Aquel parecía un día en el que no procedía utilizar términos como «siempre» o «nunca». Kris miró a su alrededor. No podía verlos, pero no le cabía la menor duda de que cualquier cosa que dijeran allí llegaría a oídos del presidente o a los de la gente de seguridad que se llevaba a rastras a los senadores y congresistas para enchironarlos. Era hora de que se llevara aquella discusión a un lugar más discreto.
—Disculpe —dijo Kris—. Tengo una suite en el Hilton. Cuento también con unos guardias de seguridad que garantizarán la confidencialidad de cuanto hablemos —añadió mirando más allá de ellos.
«Oh», «Está bien», contestaron los guardias, poco convencidos de que fuese necesario.
—¿Por qué no levantamos la sesión por ahora? Y si alguien decide arrestar a alguno de ustedes, al menos podré recurrir a la soberanía de Bastión.
—¿Es una habitación de hotel?
—Oigan, solo soy una princesa novata. Pero dispongo de un equipo de seguridad, y aunque no tuviera el poder diplomático que creo que tengo, serviría para entorpecer el proceso y obligarlos a dialogar.

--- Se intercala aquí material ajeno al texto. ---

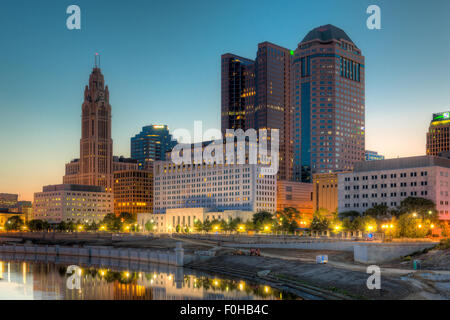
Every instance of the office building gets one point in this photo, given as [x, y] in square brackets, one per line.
[294, 194]
[184, 218]
[76, 203]
[256, 95]
[328, 100]
[8, 200]
[390, 181]
[325, 191]
[133, 191]
[213, 186]
[438, 135]
[151, 144]
[95, 166]
[373, 155]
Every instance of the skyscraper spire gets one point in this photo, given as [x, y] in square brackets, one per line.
[97, 60]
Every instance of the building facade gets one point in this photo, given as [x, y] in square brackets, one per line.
[373, 155]
[151, 144]
[325, 191]
[390, 181]
[213, 186]
[294, 194]
[184, 218]
[133, 191]
[256, 95]
[8, 200]
[438, 135]
[76, 203]
[95, 166]
[329, 106]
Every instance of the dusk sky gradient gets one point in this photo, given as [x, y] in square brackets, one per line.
[161, 61]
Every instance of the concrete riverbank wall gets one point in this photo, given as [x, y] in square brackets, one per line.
[377, 253]
[363, 252]
[174, 258]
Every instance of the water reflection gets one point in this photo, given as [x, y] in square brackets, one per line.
[48, 281]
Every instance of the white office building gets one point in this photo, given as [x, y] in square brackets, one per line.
[71, 202]
[390, 181]
[187, 217]
[216, 187]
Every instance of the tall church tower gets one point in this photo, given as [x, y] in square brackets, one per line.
[96, 154]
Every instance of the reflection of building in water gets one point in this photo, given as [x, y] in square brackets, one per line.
[52, 281]
[16, 281]
[46, 281]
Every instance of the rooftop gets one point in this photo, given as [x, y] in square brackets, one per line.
[327, 33]
[402, 163]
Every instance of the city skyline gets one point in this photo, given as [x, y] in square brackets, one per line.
[54, 97]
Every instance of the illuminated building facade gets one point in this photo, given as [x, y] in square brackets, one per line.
[151, 144]
[438, 136]
[68, 202]
[184, 218]
[328, 100]
[388, 182]
[256, 95]
[133, 191]
[8, 200]
[213, 186]
[325, 191]
[294, 194]
[95, 166]
[373, 155]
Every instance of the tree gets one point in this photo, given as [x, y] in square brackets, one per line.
[112, 222]
[198, 225]
[207, 226]
[411, 226]
[288, 219]
[421, 206]
[127, 218]
[369, 224]
[233, 224]
[149, 225]
[14, 223]
[38, 225]
[349, 214]
[320, 222]
[91, 226]
[262, 219]
[379, 211]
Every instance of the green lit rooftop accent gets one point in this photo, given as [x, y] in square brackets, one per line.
[441, 116]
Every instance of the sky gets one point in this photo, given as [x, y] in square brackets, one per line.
[161, 61]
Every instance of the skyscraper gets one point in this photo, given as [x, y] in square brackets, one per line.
[151, 144]
[328, 100]
[95, 166]
[438, 136]
[256, 94]
[373, 155]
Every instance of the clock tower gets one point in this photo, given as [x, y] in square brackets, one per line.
[96, 154]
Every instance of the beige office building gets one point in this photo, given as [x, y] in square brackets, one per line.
[186, 217]
[325, 191]
[76, 203]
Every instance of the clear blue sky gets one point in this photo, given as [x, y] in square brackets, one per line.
[161, 60]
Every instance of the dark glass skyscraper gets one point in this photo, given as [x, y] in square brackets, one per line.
[151, 144]
[256, 94]
[328, 99]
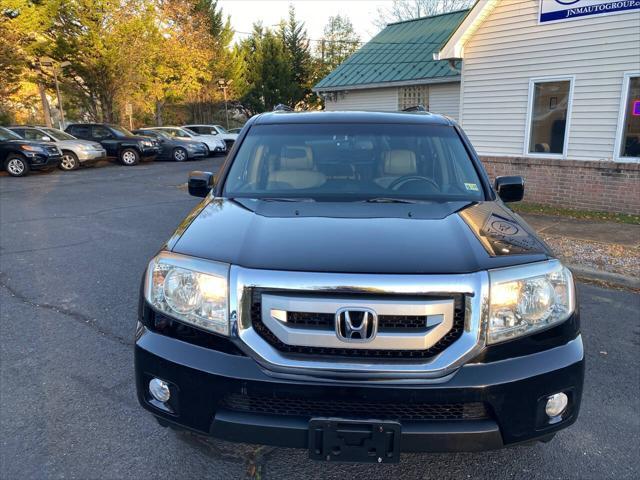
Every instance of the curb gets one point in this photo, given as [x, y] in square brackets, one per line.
[598, 275]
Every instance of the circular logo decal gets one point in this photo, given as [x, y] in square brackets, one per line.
[504, 228]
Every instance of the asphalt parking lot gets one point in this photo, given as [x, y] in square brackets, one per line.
[72, 249]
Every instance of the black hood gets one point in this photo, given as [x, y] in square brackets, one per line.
[422, 238]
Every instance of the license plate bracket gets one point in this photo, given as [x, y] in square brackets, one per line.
[357, 441]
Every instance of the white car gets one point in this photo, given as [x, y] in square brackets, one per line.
[216, 130]
[215, 145]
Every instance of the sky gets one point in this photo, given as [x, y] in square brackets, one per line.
[314, 13]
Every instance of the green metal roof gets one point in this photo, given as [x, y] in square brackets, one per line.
[402, 52]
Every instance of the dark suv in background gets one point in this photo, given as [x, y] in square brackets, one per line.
[353, 284]
[119, 143]
[174, 148]
[19, 156]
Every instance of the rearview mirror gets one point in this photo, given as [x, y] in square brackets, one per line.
[510, 189]
[200, 183]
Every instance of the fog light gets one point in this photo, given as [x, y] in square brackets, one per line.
[556, 404]
[159, 390]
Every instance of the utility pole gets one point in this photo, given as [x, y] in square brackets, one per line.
[224, 85]
[45, 105]
[48, 62]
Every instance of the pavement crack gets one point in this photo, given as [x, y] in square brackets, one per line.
[98, 212]
[78, 317]
[40, 249]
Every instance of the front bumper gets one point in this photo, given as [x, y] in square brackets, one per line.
[513, 390]
[91, 156]
[40, 161]
[149, 153]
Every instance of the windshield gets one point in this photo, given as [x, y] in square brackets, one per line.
[8, 135]
[58, 134]
[121, 130]
[337, 162]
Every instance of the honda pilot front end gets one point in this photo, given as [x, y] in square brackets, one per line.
[352, 284]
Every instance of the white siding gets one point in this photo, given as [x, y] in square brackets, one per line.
[376, 99]
[444, 98]
[510, 47]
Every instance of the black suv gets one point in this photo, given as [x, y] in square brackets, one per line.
[119, 143]
[18, 156]
[174, 148]
[352, 284]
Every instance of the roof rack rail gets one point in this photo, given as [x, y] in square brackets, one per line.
[281, 107]
[415, 108]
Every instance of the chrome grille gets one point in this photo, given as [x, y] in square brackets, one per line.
[389, 323]
[458, 335]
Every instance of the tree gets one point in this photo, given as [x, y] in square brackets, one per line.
[408, 9]
[296, 44]
[267, 77]
[174, 61]
[339, 41]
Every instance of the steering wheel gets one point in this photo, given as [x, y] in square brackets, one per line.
[401, 181]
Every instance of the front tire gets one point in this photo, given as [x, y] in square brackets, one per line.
[16, 165]
[69, 161]
[180, 155]
[129, 157]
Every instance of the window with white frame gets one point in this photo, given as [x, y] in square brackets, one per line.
[629, 143]
[413, 96]
[549, 110]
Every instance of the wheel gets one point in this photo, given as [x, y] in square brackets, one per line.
[129, 157]
[69, 161]
[16, 165]
[180, 154]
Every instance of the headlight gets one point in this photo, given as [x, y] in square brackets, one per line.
[191, 290]
[32, 148]
[529, 298]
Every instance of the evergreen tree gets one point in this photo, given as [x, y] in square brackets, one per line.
[267, 75]
[339, 41]
[296, 44]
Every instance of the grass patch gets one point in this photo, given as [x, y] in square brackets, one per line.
[526, 207]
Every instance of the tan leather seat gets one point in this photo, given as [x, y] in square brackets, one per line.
[296, 170]
[396, 164]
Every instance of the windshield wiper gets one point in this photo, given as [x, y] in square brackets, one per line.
[286, 199]
[389, 200]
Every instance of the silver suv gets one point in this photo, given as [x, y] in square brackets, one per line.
[75, 152]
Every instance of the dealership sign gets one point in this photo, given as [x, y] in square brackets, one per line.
[558, 10]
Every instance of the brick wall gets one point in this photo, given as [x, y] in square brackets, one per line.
[600, 186]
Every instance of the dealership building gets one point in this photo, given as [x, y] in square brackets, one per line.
[547, 89]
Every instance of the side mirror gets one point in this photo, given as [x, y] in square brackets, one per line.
[200, 183]
[510, 189]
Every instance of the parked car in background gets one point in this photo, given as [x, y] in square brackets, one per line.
[119, 142]
[75, 152]
[215, 130]
[215, 145]
[175, 148]
[18, 156]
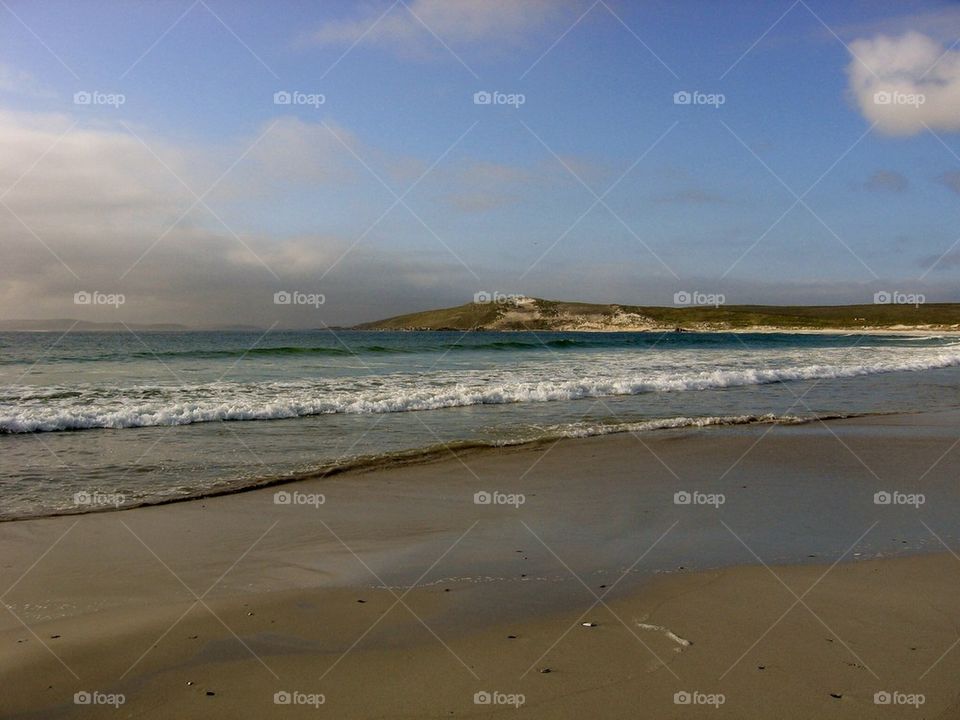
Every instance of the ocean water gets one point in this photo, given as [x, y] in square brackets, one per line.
[95, 419]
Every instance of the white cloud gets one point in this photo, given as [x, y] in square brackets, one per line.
[455, 21]
[906, 83]
[21, 82]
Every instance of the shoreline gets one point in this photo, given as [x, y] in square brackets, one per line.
[213, 606]
[441, 451]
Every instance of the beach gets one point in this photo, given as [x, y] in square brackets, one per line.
[735, 571]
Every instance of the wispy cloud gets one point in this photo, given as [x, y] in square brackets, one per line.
[411, 26]
[906, 84]
[886, 180]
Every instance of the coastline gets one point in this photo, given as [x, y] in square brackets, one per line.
[280, 584]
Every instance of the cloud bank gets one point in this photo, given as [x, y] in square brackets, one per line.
[905, 84]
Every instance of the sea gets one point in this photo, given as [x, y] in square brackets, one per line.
[95, 420]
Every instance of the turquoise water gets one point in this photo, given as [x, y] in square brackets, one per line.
[150, 416]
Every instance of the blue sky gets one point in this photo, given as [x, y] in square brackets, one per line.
[292, 197]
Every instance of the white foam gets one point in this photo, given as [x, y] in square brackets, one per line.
[25, 409]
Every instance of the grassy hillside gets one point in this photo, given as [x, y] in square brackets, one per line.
[551, 314]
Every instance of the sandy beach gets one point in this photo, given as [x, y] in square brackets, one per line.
[781, 586]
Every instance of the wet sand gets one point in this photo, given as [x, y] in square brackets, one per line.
[781, 587]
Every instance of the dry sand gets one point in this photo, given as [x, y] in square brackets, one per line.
[797, 597]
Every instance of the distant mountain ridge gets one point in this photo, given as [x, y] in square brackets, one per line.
[527, 313]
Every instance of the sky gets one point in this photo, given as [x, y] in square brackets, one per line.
[187, 160]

Ninguno de los senadores pareció muy persuadido, pero Kris ya iba camino del coche deslizante y sus agentes tras ella. Los senadores, atrapados en la burbuja de Kris, la siguieron.
Había empezado el día con la esperanza de conseguir algunas imágenes buenas. Las había conseguido y distribuido, y había visto las reacciones de los demás. De hecho, vio más reacciones de las que esperaba. En el coche deslizante se preguntó si en aquel planeta todo tendría la misma tendencia a deslizarse y alejarse.